一場成規模的戰爭,從來都不是以兵力多寡來論成敗的,如果真那樣簡單的話,就不會有那麽多以少勝多的經典戰例。


    曹昂發起的伐荊之戰,持續到今下這個階段,早就不是曹劉兩方的事,這還牽扯到了張羨、孫策兩方,而在這四方角逐的大勢下,又摻雜了太多利益小群體,而論最活躍,最動蕩的非劉表一方莫屬。


    劉表的確是漢室宗親,且名聲遍傳天下,可他終究不是荊人啊,僅是這一點,在這亂世紛爭下,就注定其無法實控荊州。


    有些頭一旦起錯了,想要改迴來就千難萬難了。


    當初劉表入主荊州,但凡能調配的資源多些,不跟蔡、蒯、黃等荊北諸族許諾太多的利益,那麽荊州也不至於這般複雜。


    劉表所執掌的荊州,是適應於承平時期下的,各方群體的核心利益不受損失,那怎樣都是好說的。


    可一旦利益受損了,有些事就變了味道。


    就如今下這種境遇,劉表對於大局的掌控,正處在一個不斷削減的地步,甚至劉表連這一點都沒有發現。


    因為劉表已經自顧不暇了。


    南邊的事還沒解決。


    北邊的就跟著出來。


    這還不算完。


    核心治下又冒頭了。


    江夏郡的局勢危急。


    不是誰都能像曹操一樣,別管遇到何等危急的境遇,都不會自亂陣腳的,想當初兗州之亂,呂布都席卷兗州了,所過之處不是被攻破,就是投降,甚至還有主動相迎的,可即便是這樣,都沒有把曹操給擊垮。


    這天下雖大,但曹孟德隻有一位,也僅此一位。


    “公子,照今下的形勢來看,襄陽方麵完全沒有準備我軍攻破樊城,會如此迅速的渡過漢水。
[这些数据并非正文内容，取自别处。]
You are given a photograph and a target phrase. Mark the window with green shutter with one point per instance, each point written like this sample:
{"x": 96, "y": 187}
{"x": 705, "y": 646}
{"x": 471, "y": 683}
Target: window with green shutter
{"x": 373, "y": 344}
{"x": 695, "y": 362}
”


    襄陽城外,數裏開外。


    一處坡地上。


    閻象表情嚴肅,對觀察地勢的曹昂道:“按常理而言,我軍各部渡過漢水,這荊州兵是要出動一些,即便無法擊敗我軍,至少也該延緩我軍抵達襄陽的進程。”


    “可在過去這幾日,像樣的阻擊一次都沒有,甚至沿漢水南畔的荊州各部,比我軍跑的還要快。”


    “這的確可疑。”


    袁渙緊隨其後道:“雖說在襄陽城外,駐紮有幾處荊州兵營,可他們卻遲遲沒有動靜,甚至連我軍伐木紮營,也沒有派兵襲擾。”


    “照此趨勢來看,隻怕今下的襄陽城內,已然是亂了陣腳了,這反倒是給我軍站穩腳跟的機會。”


    隨行的婁圭、繁欽等人,無不露出各異的表情。


    說實話這種局麵是他們沒有預料到的,一切似乎都太順利了,順利到他們都有些難以置信。


    “這其實沒什麽奇怪的。”


    曹昂撩撩袍袖,看著前方巍峨的襄陽城,語氣平靜道:“站在劉表的角度,他對我軍攻破樊城,勢必是惱怒的,可今下所處的境遇,荊州明顯是不占優勢的。”


    “江夏郡的戰局糜爛至此,荊南大軍咄咄逼人,在這期間,南郡各地也不安定,這些爛攤子就夠他焦頭爛額的了。”


    “更別提出現這些狀況,荊州州牧府上下怎樣想?襄陽城內的那幫人怎樣想?這都是需要考慮的。”


    “而最重要的一點,我軍發動如此規模的戰爭,折騰的荊州各處皆亂,那劉表就要考慮一件事,跟隨某來犯的兵馬到底有多少,我父會不會也參與其中了。”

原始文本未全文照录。